From the Washington Post
Perls and his colleagues analyzed the genes of participants in the New England Centenarian Study, which is the largest study of centenarians and their families in the world. The study involves about 1,600 centenarians and has been ongoing since 1995."A lot of people might ask, `Well, who would want to live to 100?` because they think they have every age-related disease under the sun and are on death`s doorstep," Perls said. "But this isn`t true. We have noted in previous work that 90 percent of centenarians are disability-free at the average age of 93."They also noticed that longevity seemed to run in centenarians` families, indicating that genetics must play a role.So the researchers compared the genes of 1,055 centenarians with 1,267 other people to see whether they could identify any unique patterns. Based on that work, the researchers identified 150 genetic variations that appeared to be associated with longevity that could be used to predict with 77 percent accuracy whether someone would live to be at least 100."Seventy-seven percent is a very high accuracy for a genetic model, which means that the traits that we are looking at have a very strong genetic base," said Paola Sebastiani, a professor of biostatistics at the Boston University School of Public Health who helped conduct the study.

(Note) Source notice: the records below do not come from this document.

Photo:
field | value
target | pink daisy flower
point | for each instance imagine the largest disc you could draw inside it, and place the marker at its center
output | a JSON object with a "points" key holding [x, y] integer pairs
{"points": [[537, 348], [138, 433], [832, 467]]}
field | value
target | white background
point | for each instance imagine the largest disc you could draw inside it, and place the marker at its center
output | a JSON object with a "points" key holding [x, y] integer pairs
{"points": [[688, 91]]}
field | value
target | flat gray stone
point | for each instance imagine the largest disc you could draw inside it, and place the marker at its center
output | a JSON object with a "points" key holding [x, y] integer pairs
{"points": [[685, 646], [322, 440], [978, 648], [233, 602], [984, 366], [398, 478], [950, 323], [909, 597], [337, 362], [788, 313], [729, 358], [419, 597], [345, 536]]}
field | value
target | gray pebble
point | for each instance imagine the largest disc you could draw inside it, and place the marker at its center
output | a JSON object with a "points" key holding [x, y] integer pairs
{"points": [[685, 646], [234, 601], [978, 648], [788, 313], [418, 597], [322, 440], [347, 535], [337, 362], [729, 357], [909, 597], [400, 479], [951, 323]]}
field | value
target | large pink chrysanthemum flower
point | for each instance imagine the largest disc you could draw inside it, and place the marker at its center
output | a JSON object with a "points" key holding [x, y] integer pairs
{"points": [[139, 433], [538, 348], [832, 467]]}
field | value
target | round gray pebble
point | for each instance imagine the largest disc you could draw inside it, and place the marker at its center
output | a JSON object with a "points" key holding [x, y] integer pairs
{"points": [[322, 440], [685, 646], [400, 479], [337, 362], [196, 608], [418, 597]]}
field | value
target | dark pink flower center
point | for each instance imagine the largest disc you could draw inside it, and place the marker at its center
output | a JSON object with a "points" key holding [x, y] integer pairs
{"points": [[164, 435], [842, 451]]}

I`m not really interested in this topic enough to go find the paper, but my question would be whether the researchers split their sample in half, data-mined one half, then tested their findings on the other half. That`s proper research hygiene so that you don`t just come up with a lot of small, random associations.
But it`s hard to make yourself do it. I remember taking a finance course at UCLA in 1981 where we had to do a SAS analysis of a hypothesis about patterns in the stock market to test the Efficient Markets Hypothesis. So, I typed in from the Baseball Encyclopedia the dates of World Series home games involving the Yankees going back to 1921, and the stock market volume and change in Dow Jones average. The professor had said over and over that you had to divide your sample size in two, but there just weren`t enough home games, so I didn`t do it and got only a B on the project. (I didn`t find any effect on prices, but NYSE volume was down on days of Yankee World Series home games.)